James Durkin wrote that Presta “didn’t come clean” when confronted by federal agents in September 2019 with video that showed him taking the $5,000 bribe, tucked in an envelope, in March 2018.
“He doubled down and said there was no money in the envelope he received,” James Durkin wrote. “That deceitful conduct was not an aberration.”
Defense attorney Thomas Breen asked for probation in his memo, insisting that Presta is in his 70s, has health troubles and his crime was an aberration in an “esteemed life.”
“He cannot forgive himself, and knows that he caused the town he loves, Crestwood, to be bruised again by scandal,” Breen wrote.
Presta took the cash from Omar Maani, a onetime partner in the red-light camera company SafeSpeed. Presta promised Maani that red-light tickets in Crestwood would, in Maani’s words, “creep up higher,” and he bragged about the number of tickets issued in February 2018.

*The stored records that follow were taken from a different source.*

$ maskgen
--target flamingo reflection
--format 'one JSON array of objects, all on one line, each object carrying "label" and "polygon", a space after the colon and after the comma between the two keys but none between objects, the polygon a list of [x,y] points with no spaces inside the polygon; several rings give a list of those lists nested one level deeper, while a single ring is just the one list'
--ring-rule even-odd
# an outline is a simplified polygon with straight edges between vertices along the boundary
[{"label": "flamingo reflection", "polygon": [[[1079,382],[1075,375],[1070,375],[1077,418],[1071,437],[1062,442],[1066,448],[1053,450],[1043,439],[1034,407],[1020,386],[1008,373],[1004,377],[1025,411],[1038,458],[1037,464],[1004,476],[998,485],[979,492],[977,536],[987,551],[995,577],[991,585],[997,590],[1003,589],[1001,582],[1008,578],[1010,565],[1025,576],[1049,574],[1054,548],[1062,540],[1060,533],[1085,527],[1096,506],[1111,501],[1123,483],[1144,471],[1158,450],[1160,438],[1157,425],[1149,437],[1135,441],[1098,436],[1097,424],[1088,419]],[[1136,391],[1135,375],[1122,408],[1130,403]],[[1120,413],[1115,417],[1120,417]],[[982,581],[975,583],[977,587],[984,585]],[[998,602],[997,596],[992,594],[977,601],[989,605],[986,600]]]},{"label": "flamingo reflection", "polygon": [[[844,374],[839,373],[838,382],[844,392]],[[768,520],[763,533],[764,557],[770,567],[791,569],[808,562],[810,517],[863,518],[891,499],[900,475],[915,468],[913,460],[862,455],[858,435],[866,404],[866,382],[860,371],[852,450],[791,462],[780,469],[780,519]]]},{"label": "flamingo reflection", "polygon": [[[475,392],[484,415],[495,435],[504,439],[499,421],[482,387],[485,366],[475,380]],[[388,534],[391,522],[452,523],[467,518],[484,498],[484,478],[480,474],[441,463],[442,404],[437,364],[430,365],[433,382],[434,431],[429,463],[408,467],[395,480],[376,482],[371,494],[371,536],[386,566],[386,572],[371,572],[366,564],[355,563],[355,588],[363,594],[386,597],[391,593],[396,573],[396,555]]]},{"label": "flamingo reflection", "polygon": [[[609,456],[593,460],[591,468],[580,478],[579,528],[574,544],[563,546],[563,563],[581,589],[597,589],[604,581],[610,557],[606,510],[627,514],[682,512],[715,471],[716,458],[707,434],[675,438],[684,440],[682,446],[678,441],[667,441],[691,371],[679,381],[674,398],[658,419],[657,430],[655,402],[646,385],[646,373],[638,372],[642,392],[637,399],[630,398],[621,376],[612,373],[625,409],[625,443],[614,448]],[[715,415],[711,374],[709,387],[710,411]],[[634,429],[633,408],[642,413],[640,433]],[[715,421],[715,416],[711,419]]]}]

“You got a new sheriff in town,” Presta told Maani.
SafeSpeed has not been charged with wrongdoing, and a spokeswoman stressed in November that Maani did not pay Presta on the company’s behalf. Maani was charged in 2020 with a bribery conspiracy and entered into a deferred-prosecution deal, agreeing to cooperate with the feds.
“The company had no knowledge of his criminal conduct, did not authorize it, and does not condone it,” the SafeSpeed spokeswoman said in a statement.
As part of his guilty plea last fall, Presta also admitted filing false tax returns for 2015 and 2018, and that he failed to file a tax return for 2014. Presta cost the IRS $72,307 and the Illinois Department of Revenue $3,427, prosecutors say.